2-minute dog trainer, focusing on Jumpers

One of the last skills learned by agility dogs is jumping.

We introduce jumps fairly early, keeping the bars low, but often we neglect to reinforce the act of jumping or the skills needed to negotiate a line of jumps.

Frankly this is true of novices, experienced trainers, even folks with jumping systems.

The novice dog will attack a course with focus on their handler, on the contact equipment, on the weavepoles, or whatever their handler has been focusing on in recent training sessions.

Jumps are often taken for granted. They are, for sure, the weakest link in my training with Tempest.

My timeline for jump conditioning for Tempest is as follows:

July 2011:  With high temps I’ll be doing no drilling. I’m experimenting with the notion that Tempest keeps bars up when he’s working at a distance from me. At trials and in class he only drops bars when racing at my side, or if I’m turning away from him while he’s jumping.

August 2011:  We have 3 weekends with no trialing, and I want to set up some technical jumping sequences.  I want to experiment with different types of handling and figure out if slow dog handling or fast dog handling works best with Tempest.  I also want to set up some lines of jumps and figure out if the bars drop when we race because:  A) we’re racing,  or  B) he’s flattening out in straight lines.

September 2011:  With Tempest’s first USDAA trial looming large near the end of this month I want to establish whether Tempest should jump 24″ in AKC or stay in his 20″ jump class.  He has to jump 22″ in USDAA and he’ll drop most of those bars if he gets too accustomed to jumping 20″.  I’d rather teach him to jump nicely at 24″, with USDAA at 22″, than have to babysit him through a course at 20″ to make sure the bars stay up.
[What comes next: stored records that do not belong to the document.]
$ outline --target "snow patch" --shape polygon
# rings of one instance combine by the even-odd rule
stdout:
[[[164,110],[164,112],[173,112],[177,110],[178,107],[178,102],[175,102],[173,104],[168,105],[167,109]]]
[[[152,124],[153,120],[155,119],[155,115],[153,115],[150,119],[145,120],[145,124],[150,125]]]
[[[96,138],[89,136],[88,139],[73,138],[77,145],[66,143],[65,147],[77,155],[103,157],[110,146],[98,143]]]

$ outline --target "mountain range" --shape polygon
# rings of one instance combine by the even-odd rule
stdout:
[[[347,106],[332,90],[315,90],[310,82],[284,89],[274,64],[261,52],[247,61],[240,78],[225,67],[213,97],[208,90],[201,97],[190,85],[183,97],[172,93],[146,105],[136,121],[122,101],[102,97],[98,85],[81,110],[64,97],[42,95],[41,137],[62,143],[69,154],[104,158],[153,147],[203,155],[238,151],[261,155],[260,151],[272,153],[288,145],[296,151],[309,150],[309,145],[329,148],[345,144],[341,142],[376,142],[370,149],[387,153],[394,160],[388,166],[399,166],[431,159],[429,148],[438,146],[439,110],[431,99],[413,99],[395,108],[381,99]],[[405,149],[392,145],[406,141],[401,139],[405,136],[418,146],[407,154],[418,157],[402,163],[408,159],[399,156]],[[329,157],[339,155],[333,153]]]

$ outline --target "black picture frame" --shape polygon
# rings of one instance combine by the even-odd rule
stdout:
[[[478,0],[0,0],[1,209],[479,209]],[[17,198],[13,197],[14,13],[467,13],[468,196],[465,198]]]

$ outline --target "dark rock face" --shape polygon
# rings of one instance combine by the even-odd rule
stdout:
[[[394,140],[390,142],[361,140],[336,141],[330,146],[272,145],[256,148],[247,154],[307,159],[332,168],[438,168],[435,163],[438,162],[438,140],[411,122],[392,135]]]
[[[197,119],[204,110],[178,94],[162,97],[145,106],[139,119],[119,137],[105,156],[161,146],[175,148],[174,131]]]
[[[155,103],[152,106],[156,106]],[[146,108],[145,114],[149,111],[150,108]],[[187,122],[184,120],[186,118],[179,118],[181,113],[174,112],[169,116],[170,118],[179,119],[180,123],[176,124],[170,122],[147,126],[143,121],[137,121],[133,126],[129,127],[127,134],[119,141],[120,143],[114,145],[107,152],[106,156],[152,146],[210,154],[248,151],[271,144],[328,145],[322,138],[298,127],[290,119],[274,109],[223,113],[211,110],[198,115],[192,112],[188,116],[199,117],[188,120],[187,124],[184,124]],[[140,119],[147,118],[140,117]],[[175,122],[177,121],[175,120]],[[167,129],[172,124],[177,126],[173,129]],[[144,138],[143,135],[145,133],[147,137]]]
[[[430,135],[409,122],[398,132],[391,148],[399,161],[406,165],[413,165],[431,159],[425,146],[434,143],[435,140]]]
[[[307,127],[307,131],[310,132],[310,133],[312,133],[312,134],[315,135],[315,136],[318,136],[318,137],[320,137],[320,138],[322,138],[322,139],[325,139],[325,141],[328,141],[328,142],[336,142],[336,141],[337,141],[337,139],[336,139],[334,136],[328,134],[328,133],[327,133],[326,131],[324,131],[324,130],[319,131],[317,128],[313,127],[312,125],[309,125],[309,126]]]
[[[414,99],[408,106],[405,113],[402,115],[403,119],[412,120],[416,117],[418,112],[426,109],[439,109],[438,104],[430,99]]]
Does that make sense?

October 2011:   October is going to be all about TDAA, I’m afraid.  We’re having a working seminar / judges’ recert weekend the first weekend of October, leaving on Tuesday for the Petit Prix warm-up workshops and national event, then we have three TDAA trialing weekends in a row (Ostrander OH, Springfield IL, Latrobe PA).  Tempest gets to do class and gets the rest of the month off.

November 2011:  Bud and I have yet to determine whether we’re going to enter trials during cold weather months.  Bud’s accident has created a negative opinion of winter travel, I’m afraid.  No …. seriously …. I’m afraid. <g>  We’ll see what happens.